Competition Versus Complexity in Multiple-Selection Prophet Inequalities

TL;DR

This paper investigates how increased competition allows simple online algorithms to approximate the optimal prophet benchmark in multi-unit welfare maximization, revealing a phase transition and exact competition complexity for the single-unit case.

Contribution

It characterizes the competition complexity for single-threshold algorithms in multi-unit prophet inequalities, revealing a phase transition and resolving an open question for the case k=1.

Findings

Single-threshold algorithms are limited to a 1-1/√(2kπ) fraction of the prophet value without competition.

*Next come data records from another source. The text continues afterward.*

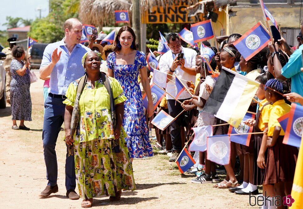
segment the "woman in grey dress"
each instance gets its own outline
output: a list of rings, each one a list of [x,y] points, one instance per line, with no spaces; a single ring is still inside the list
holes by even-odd
[[[12,50],[14,59],[11,63],[11,108],[14,129],[29,130],[24,125],[24,121],[32,120],[32,100],[29,92],[31,85],[29,78],[29,65],[28,60],[23,61],[25,56],[22,46],[15,46]],[[16,120],[20,124],[17,126]]]

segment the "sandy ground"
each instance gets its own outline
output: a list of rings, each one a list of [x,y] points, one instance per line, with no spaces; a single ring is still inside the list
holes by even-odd
[[[38,71],[35,70],[37,74]],[[38,76],[38,77],[39,77]],[[25,125],[31,130],[12,129],[11,108],[0,109],[0,207],[80,208],[82,200],[65,196],[65,159],[66,147],[61,132],[56,151],[59,192],[48,198],[38,195],[47,181],[42,140],[43,81],[32,84],[32,121]],[[19,125],[19,122],[17,123]],[[194,184],[192,175],[181,175],[175,163],[166,155],[157,153],[147,159],[135,159],[134,175],[137,190],[123,191],[120,201],[113,203],[105,195],[94,199],[93,206],[100,208],[247,208],[248,196],[226,189],[214,188],[213,184]],[[78,192],[78,188],[76,188]]]

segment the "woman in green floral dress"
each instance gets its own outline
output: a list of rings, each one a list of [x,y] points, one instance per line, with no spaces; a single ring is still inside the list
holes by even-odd
[[[126,98],[116,79],[100,73],[100,55],[92,51],[84,55],[86,73],[70,85],[63,102],[66,142],[75,155],[84,207],[91,207],[93,197],[105,194],[110,200],[117,200],[122,189],[135,189],[122,127]]]

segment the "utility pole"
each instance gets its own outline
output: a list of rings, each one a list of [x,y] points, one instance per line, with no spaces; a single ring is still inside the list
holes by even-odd
[[[139,43],[139,50],[142,51],[142,40],[141,39],[141,18],[140,12],[140,0],[133,0],[133,6],[132,9],[132,28],[137,36]]]

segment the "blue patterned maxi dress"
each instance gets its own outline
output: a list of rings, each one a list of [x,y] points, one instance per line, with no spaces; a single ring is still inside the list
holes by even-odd
[[[139,51],[136,53],[133,65],[117,65],[115,52],[107,58],[108,67],[113,70],[115,78],[121,84],[127,98],[124,102],[123,125],[127,135],[125,140],[132,158],[153,155],[138,82],[139,70],[147,65],[144,52]]]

Slight increases in the number of observations dramatically improve the approximation ratio.

Exact competition complexity for k=1 is ln(1/ε), resolving prior open questions.

Abstract

Competition complexity formalizes a compelling intuition: rather than refining the mechanism, how much additional competition is sufficient for a simple mechanism to compete with an optimal one? We begin the study of this question in multi-unit pricing for welfare maximization using prophet inequalities. An online decision-maker observes $m \geq k$ nonnegative values drawn independently from a known distribution, may select up to $k$ of them, and aims to maximize the expected sum of selected values. The benchmark is a prophet who observes a sequence of length $n \geq k$ and selects the $k$ largest values. We focus on the widely adopted class of single-threshold algorithms and fully characterize their $(1-\varepsilon)$-competition complexity. Notably, our results reveal a sharp competition-induced phase transition: in the absence of competition, single-threshold algorithms are fundamentally limited to a $1-1/\sqrt{2k\pi}$ fraction of the prophet value, whereas even a $1\%$ multiplicative increase beyond $n$ observations suffices to achieve a $1-\exp(-\Theta(k))$ fraction. Another notable result happens when $k=1$: we show that the $(1-\varepsilon)$-competition complexity is exactly $\ln(1/\varepsilon)$, fully resolving an open question by Brustle et al. [Math. Oper. Res. 2024]. Our analysis is based on infinite-dimensional linear programming and duality arguments.